É a segunda vez que o cinema se interessa pelo ex-polícia Matt Scudder, criação do romancista Lawrence Block numa série de romances policiais que chegou ao cinema pela primeira vez sob os traços de Jeff Bridges em 1985.

Mas Oito Milhões de Maneiras de Morrer, dirigido por Hal Ashby a partir de um guião de Oliver Stone e Robert Towne, não ficou na história. O projecto de O Caminho entre o Bem e o Mal andou vários anos aos tombos por Hollywood antes de finalmente ser concretizado pelo veterano argumentista Scott Frank (Romance Perigoso para Soderbergh e Relatório Minoritário para Spielberg, entre outros), na sua segunda realização após Vigilante (2006). É uma entrada “fora de tempo” num género que os grandes estúdios praticamente abandonaram, o policial de “classe média”, “série B”, onde se formou gente tão interessante como Don Siegel ou Richard Fleischer.

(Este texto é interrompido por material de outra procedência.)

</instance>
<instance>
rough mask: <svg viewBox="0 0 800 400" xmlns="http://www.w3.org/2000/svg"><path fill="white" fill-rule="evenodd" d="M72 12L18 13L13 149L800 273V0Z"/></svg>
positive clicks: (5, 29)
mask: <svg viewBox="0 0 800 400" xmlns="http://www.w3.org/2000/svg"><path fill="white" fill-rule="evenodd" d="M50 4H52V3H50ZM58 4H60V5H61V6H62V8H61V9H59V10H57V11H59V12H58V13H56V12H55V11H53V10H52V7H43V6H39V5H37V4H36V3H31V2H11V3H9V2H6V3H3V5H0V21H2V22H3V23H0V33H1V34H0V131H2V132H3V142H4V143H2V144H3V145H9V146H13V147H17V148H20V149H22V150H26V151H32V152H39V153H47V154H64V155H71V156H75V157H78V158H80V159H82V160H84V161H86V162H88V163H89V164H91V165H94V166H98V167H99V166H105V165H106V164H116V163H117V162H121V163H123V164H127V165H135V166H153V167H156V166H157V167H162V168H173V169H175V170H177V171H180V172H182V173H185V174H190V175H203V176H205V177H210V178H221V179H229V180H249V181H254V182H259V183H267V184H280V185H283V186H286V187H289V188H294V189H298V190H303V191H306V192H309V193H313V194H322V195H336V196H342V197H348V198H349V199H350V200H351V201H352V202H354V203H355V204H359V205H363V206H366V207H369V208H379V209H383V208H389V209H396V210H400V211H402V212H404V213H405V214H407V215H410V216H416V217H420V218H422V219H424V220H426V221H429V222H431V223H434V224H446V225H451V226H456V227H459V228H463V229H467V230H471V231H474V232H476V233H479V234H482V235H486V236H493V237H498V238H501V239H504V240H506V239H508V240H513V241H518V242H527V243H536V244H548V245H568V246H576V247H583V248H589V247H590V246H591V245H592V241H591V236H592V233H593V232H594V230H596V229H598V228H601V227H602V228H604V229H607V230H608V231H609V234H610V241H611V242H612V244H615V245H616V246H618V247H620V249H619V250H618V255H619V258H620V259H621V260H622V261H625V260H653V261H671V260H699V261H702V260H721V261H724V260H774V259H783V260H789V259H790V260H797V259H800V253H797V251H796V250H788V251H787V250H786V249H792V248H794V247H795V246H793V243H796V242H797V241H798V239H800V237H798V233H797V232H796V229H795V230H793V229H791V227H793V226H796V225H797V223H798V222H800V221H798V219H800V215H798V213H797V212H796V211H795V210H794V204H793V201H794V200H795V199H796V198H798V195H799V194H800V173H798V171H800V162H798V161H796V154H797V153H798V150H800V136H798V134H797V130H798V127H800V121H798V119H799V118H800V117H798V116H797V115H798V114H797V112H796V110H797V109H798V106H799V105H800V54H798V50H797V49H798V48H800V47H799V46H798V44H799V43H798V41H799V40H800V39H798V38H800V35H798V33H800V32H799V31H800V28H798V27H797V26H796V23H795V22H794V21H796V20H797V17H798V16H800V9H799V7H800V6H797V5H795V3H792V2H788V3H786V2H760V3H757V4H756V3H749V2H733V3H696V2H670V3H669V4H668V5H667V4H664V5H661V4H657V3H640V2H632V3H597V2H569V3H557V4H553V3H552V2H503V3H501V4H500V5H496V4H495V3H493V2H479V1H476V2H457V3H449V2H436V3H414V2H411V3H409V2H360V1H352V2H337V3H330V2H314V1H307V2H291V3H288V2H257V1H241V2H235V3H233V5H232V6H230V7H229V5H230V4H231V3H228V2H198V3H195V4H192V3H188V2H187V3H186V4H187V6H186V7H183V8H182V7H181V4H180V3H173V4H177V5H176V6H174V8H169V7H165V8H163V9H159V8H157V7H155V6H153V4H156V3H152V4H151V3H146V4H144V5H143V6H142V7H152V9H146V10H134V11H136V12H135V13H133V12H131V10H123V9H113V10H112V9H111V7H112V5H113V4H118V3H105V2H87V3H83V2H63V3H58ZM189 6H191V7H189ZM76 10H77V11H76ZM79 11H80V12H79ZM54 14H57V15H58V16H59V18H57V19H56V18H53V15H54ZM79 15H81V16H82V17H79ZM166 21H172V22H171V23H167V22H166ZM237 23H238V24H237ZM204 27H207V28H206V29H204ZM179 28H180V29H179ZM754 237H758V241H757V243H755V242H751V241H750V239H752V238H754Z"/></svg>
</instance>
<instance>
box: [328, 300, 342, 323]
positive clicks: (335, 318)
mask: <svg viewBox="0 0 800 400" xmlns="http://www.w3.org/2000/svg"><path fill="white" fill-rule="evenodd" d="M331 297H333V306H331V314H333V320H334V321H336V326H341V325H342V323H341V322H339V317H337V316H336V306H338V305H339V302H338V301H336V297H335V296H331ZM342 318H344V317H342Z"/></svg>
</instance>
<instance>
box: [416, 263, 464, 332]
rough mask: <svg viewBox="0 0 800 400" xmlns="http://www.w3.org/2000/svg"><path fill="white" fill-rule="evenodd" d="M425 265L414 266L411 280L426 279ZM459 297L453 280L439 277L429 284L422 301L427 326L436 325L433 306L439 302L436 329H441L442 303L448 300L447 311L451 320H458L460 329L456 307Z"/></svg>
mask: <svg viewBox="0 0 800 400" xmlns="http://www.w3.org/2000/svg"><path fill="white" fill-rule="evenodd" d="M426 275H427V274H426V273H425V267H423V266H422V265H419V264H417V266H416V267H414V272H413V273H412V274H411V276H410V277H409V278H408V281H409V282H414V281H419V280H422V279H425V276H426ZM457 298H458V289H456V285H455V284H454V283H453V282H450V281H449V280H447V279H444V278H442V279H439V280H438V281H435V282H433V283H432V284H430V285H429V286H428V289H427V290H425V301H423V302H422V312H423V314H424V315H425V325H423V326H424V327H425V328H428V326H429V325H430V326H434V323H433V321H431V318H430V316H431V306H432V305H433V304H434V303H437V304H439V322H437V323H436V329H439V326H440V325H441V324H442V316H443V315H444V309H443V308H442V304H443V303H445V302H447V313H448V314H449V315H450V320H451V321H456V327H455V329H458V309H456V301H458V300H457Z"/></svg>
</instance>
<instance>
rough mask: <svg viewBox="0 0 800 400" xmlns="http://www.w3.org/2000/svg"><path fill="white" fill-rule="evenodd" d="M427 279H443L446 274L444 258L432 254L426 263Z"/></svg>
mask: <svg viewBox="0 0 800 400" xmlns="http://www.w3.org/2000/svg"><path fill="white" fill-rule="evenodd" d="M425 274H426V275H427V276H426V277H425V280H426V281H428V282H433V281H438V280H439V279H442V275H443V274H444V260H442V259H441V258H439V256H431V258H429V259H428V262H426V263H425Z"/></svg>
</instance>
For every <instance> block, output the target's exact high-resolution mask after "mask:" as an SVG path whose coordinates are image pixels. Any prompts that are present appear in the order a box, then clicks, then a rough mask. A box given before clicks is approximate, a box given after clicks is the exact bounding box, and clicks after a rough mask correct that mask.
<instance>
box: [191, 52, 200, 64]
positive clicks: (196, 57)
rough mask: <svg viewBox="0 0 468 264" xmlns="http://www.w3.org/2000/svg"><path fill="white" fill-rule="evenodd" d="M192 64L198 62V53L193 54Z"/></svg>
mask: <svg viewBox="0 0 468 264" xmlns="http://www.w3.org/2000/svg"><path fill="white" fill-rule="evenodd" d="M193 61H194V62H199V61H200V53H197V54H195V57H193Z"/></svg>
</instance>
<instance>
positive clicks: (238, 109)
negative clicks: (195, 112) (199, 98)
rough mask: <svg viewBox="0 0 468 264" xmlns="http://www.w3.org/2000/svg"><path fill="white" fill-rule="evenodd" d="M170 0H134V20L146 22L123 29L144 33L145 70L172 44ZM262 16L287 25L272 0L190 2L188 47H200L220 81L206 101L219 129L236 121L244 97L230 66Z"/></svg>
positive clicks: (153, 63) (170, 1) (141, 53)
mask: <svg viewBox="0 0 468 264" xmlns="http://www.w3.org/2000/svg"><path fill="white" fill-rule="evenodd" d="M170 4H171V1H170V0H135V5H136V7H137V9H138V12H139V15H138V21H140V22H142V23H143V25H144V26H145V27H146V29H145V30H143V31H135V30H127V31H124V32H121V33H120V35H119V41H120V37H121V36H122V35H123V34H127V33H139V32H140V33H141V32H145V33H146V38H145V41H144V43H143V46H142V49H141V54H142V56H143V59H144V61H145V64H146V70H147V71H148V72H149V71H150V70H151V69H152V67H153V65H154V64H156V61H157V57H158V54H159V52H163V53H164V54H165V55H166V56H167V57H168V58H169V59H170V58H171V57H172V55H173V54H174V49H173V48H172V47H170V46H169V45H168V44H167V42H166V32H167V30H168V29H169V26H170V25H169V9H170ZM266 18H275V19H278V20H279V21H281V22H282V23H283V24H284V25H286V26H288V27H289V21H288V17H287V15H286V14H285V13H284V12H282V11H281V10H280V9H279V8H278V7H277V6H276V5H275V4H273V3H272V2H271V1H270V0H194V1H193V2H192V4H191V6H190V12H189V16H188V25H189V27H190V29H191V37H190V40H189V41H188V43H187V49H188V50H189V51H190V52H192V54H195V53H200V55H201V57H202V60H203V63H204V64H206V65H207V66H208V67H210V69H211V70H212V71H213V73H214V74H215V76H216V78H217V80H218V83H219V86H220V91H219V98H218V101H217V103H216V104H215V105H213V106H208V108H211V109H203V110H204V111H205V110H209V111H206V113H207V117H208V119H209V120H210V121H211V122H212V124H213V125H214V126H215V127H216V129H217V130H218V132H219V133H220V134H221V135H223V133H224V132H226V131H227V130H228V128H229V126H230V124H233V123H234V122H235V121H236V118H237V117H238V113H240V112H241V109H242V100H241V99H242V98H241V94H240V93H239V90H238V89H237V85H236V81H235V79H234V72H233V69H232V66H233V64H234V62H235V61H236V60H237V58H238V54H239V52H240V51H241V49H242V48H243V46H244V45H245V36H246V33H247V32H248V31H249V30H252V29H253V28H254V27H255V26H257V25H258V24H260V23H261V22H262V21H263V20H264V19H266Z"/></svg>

E é nesse lado, na solidez despretensiosa que não faz cedências a exigências mais ou menos comerciais, que o filme se ganha: há aqui um tom sombrio, glauco, uma abordagem “clássica” a uma realidade brutal nunca escamoteada, um universo puramente masculino mas desencantado e muito pouco heróico herdado do film noir, no qual o irlandês Liam Neeson (actor de recursos erguido surpreendentemente a herói de acção) ferra os dentes com gosto. O seu Matt Scudder é um ex-alcoólico desiludido mas com um sentido aguçado da moral, espécie de “homem da limpeza” que sobrevive nas margens e cujo estatuto não oficial lhe permite aceitar os casos-limite, como esta história brutal de serial killers psicóticos que escolhem como alvos as esposas de traficantes de droga.

Mas é também nessa modéstia de filme sem ambições que O Caminho entre o Bem e o Mal se perde, porque é um filme de argumentista, onde a realização é mais ilustrativa e funcional do que inspirada, sem correr riscos nem arvorar uma personalidade. Ao mesmo tempo herdeiro de muitos dos policiais de série B que a Universal produzia nos anos 1970 e corpo estranho na produção corrente de Hollywood, é um objecto suficientemente singular nos tempos que correm para lhe prestarmos alguma atenção.